Lembranças da peste
*Por Bartolomeu Rodrigues
Quando eu era
criança, devia ter uns sete, oito anos, peguei febre-tifo em meio a uma endemia
que dizimou muitas crianças na cidade. Faz bastante tempo, numa época e lugar
onde não havia vacina como se tem nos dias de hoje para quase tudo. Então,
quando não era o vento trazendo sarampo e dordolhos, era a pestilenta varíola
que chegava marcando as vítimas de cicatrizes purulentas que chamávamos de
bexigas.
A tifo, essa
veio traiçoeiramente, feito bicho-papão, ninguém esperava, botaram a culpa nos
banhos de rio e nas águas das cacimbas, cheias de girinos, caçotes e outros
assassinos invisíveis.
Febre
altíssima, quase me levou à morte, reduziu-me ao couro e osso, entrevado, sem
um fio de cabelo na cabeça. Fui, numa palavra, desenganado, termo que equivalia
a abandonar toda a esperança. “Vamos aguardar as próximas 24 horas”, a voz
grossa do doutor ecoou no quarto. Nessa época, médico visitava os doentes na
casa da gente. Engoli o choro, nem forças eu tinha pra me esgoelar.
Vinte e quatro
horas que duraram uma eternidade. Cada minuto de sobrevivência sendo comemorado
como milagre. Ali permaneci, isolado, por 60 tristes dias. Escapei, contudo,
para contar a história justo agora, quando tudo o que é belo na vida de repente
ficou sombreado ante o medo da morte.
O que me
curou? As injeções aplicadas por seu Olympio da farmácia, o homem mais sabido
que conheci.
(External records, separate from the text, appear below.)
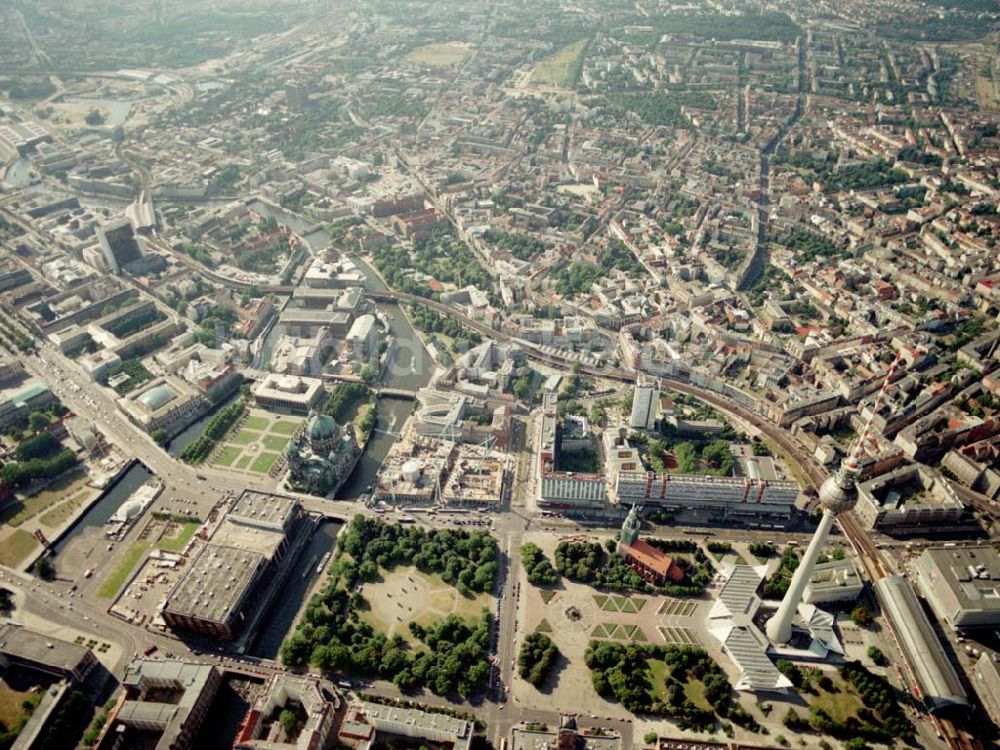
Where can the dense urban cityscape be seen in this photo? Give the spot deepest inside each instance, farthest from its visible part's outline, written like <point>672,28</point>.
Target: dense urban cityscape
<point>398,375</point>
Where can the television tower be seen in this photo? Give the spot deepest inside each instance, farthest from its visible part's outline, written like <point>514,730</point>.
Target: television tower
<point>839,494</point>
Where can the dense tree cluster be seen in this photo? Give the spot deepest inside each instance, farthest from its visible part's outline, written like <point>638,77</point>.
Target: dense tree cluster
<point>586,562</point>
<point>134,321</point>
<point>344,399</point>
<point>39,456</point>
<point>579,276</point>
<point>809,245</point>
<point>521,246</point>
<point>440,256</point>
<point>770,26</point>
<point>538,656</point>
<point>865,177</point>
<point>332,636</point>
<point>198,450</point>
<point>881,720</point>
<point>762,549</point>
<point>776,586</point>
<point>576,278</point>
<point>621,672</point>
<point>537,566</point>
<point>464,559</point>
<point>430,321</point>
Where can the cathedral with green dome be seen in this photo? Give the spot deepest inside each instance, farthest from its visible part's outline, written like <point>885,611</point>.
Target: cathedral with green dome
<point>321,456</point>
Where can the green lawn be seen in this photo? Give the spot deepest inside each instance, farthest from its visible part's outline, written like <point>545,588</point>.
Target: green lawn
<point>658,677</point>
<point>275,442</point>
<point>61,513</point>
<point>257,423</point>
<point>284,427</point>
<point>245,437</point>
<point>177,543</point>
<point>16,705</point>
<point>561,69</point>
<point>263,463</point>
<point>227,455</point>
<point>114,582</point>
<point>20,511</point>
<point>16,547</point>
<point>841,704</point>
<point>694,691</point>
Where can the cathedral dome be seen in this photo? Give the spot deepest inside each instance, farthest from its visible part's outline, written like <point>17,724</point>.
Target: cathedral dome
<point>321,428</point>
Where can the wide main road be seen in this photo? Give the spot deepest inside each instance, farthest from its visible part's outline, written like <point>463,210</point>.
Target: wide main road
<point>792,450</point>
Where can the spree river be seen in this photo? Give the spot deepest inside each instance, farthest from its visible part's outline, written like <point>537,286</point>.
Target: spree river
<point>411,367</point>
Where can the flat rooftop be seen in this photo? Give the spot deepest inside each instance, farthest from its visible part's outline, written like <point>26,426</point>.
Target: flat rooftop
<point>263,509</point>
<point>377,713</point>
<point>215,583</point>
<point>28,645</point>
<point>971,573</point>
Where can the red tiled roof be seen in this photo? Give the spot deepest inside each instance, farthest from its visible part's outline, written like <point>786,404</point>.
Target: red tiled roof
<point>650,557</point>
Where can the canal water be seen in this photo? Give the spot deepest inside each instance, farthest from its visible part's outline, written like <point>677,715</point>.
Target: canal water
<point>278,622</point>
<point>411,367</point>
<point>109,502</point>
<point>117,111</point>
<point>193,431</point>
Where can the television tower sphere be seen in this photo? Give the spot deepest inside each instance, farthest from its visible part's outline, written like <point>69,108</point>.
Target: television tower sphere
<point>839,493</point>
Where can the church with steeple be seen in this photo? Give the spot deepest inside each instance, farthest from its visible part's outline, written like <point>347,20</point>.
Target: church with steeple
<point>322,456</point>
<point>652,564</point>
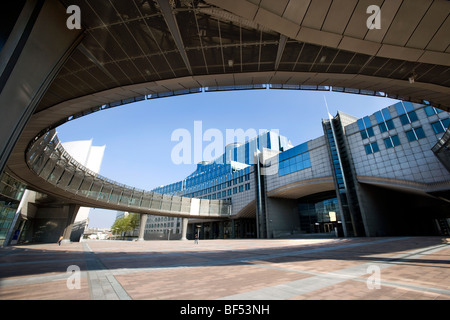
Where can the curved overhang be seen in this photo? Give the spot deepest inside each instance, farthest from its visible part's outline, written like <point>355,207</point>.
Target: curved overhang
<point>303,188</point>
<point>132,50</point>
<point>439,190</point>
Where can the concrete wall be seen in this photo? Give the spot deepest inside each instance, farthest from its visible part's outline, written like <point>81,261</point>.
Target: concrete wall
<point>320,167</point>
<point>282,217</point>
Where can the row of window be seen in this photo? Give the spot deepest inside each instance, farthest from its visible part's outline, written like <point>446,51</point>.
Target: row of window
<point>218,187</point>
<point>222,194</point>
<point>407,115</point>
<point>412,135</point>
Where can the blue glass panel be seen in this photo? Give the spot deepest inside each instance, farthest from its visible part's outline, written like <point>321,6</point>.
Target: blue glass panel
<point>404,119</point>
<point>367,122</point>
<point>410,135</point>
<point>437,127</point>
<point>379,117</point>
<point>396,140</point>
<point>375,147</point>
<point>429,110</point>
<point>307,163</point>
<point>420,133</point>
<point>388,143</point>
<point>413,116</point>
<point>386,114</point>
<point>390,124</point>
<point>361,124</point>
<point>399,108</point>
<point>408,106</point>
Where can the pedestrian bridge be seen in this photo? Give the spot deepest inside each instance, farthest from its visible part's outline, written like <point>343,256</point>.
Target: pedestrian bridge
<point>63,175</point>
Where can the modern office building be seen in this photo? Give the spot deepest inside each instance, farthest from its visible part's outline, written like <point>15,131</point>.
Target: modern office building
<point>374,176</point>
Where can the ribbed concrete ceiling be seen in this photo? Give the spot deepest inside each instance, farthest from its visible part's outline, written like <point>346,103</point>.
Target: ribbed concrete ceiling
<point>134,48</point>
<point>327,42</point>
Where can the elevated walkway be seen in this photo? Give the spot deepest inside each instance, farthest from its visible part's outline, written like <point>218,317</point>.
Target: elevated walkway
<point>61,175</point>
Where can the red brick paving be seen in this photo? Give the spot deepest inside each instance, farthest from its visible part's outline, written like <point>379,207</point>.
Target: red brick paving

Merece um Nobel pelas vidas que salvou distribuindo frascos de
biotônico e remédios para vermes. Mas ainda faço careta quando penso na sua mão
pesada enfiando agulhas no braço, na coxa, na bunda, onde desse.
A dor me
transportava a viagens pelo espaço sideral. Foi assim que conheci as crateras
da Lua, as nuvens de Vênus, os desertos de Marte, as tempestades de Júpiter, os
anéis de Saturno, todos os planetas conhecidos e por conhecer. Cá entre nós: só
eu sei da existência de um corpo celeste para além da órbita de Plutão, mas
deixo essa descoberta para o futuro.
Além das
orações. Minha mãe, minhas irmãs, dona Pastora, foram tantas as promessas que
desconfio continuar com saldo negativo no céu, mesmo após peregrinar por
grutas, cavernas e santuários misteriosos sertão adentro. Sobrevive até hoje
num canto da sala, repintada de cores vivas, a belíssima estátua de gesso de
São Sebastião Mártir, o santo varão livrador da peste. Herança dos meus pais,
que já partiram deste mundo.
Ora, minha
gente, tudo isso diz muito, porém falta falar do amor, não o amor às coisas que
vão e voltam como ondas, mas o amor essencial, que é permanente. Naqueles dias
confinado, quando tudo-tudo parecia perdido, apareceu-me um anjo, de carne e
osso, na forma de uma morena, de olhar profundo e sorriso enigmático. Seus
dentes eram mais brancos do que a neve do pico do Himalaia. Visita rápida, na
companhia de uma comadre qualquer, só pra ver o menino doentinho.
Contudo,
disparou alguma coisa por dentro e, ao vê-la afastar-se, prometi a mim mesmo
não morrer. Não ali, não naquele momento. Eu ia atrás dela até o fim do mundo.
Porém, jamais
a encontrei novamente. Donde concluí que eu havia me apaixonado... pela vida. A
minha primeira namorada não foi, como pensei, uma ilusão: ela esteve ali para
provar que o amor é mesmo o esteio da vida. É, numa linguagem sertaneja, mais
forte do que uma junta de bois carregando o fardo da nossa breve existência. E
será ele quem, afinal, vai nos ajudar a atravessar essa tormenta.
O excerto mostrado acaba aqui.